Shell Canada’s cancellation of plans for a Sarnia refinery is a huge blow to prospective new apprenticeship and trades numbers for the area, says a Sarnia Construction Association (SCA) member.
Shell Canada’s cancellation of plans for a Sarnia refinery is a huge blow to prospective new apprenticeship and trades numbers for the area, says a Sarnia Construction Association (SCA) member.
“It is a big disappointment,” says Ray Curran, chair of the SCA’s local labour-relations council. “We had planned on a lot more apprentices.

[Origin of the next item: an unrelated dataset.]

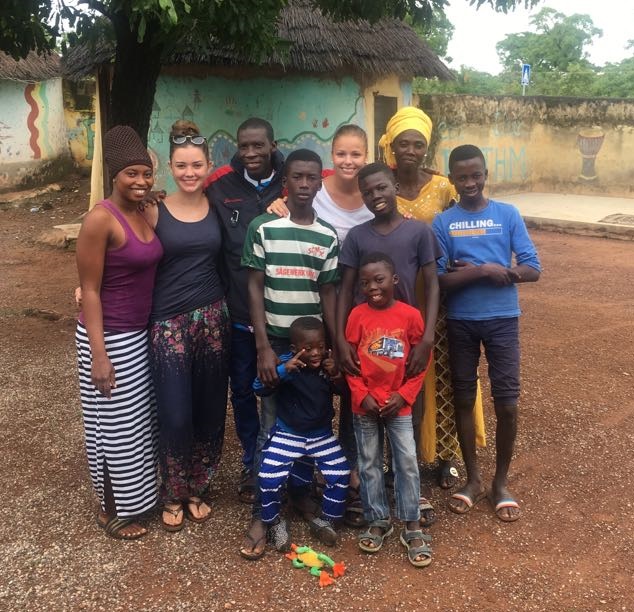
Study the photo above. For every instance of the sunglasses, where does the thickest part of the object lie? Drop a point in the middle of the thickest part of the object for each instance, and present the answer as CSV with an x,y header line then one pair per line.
x,y
197,140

This is a big blow to our young people, but at least we are not talking about losing existing jobs.”
The proposed $8 billion Shell refinery in Sarnia would have been the first new North American oil-processing facility in decades. The SCA anticipated that apprenticeship numbers at Lambton College could have doubled to up to 800 if the refinery went ahead, Curran said.
There currently are 1,000 apprentices in the system in Sarnia and the SCA graduation ceremony typically averages 100 apprenticeship graduates.
The Shell refinery would have required an estimated 4,000 to 5,000 construction workers and resulted in 800 full-time jobs after completion. The refinery was slated to process between 150,000 to 200,000 barrels a day of tar-like crude from Shell’s Alberta oil sands operations.
Inflation, rising equipment costs, long lead times on equipment, a shortage of managers and engineers and a stretched labour force all contributed to Shell’s decision.
“This decision is a very difficult one for Shell and it is only taken after careful consideration,” Amrik Ahluwalia, Shell’s general manager of manufacturing expansion, said in a statement.
In November 2006, Shell Canada announced its plan to study the viability of constructing and operating a new heavy oil refinery in St. Clair Township, near Sarnia, as an expansion of its existing Sarnia Manufacturing Centre.
Shell conducted early design work and initiated a comprehensive environmental assessment, consulting extensively with stakeholders through informal and formal processes. A reported price tag for all this due diligence and preliminary work is at $50 million.
“This project would have helped the entire valley but there appears to be a lot of concern in the energy sector,” said Curran.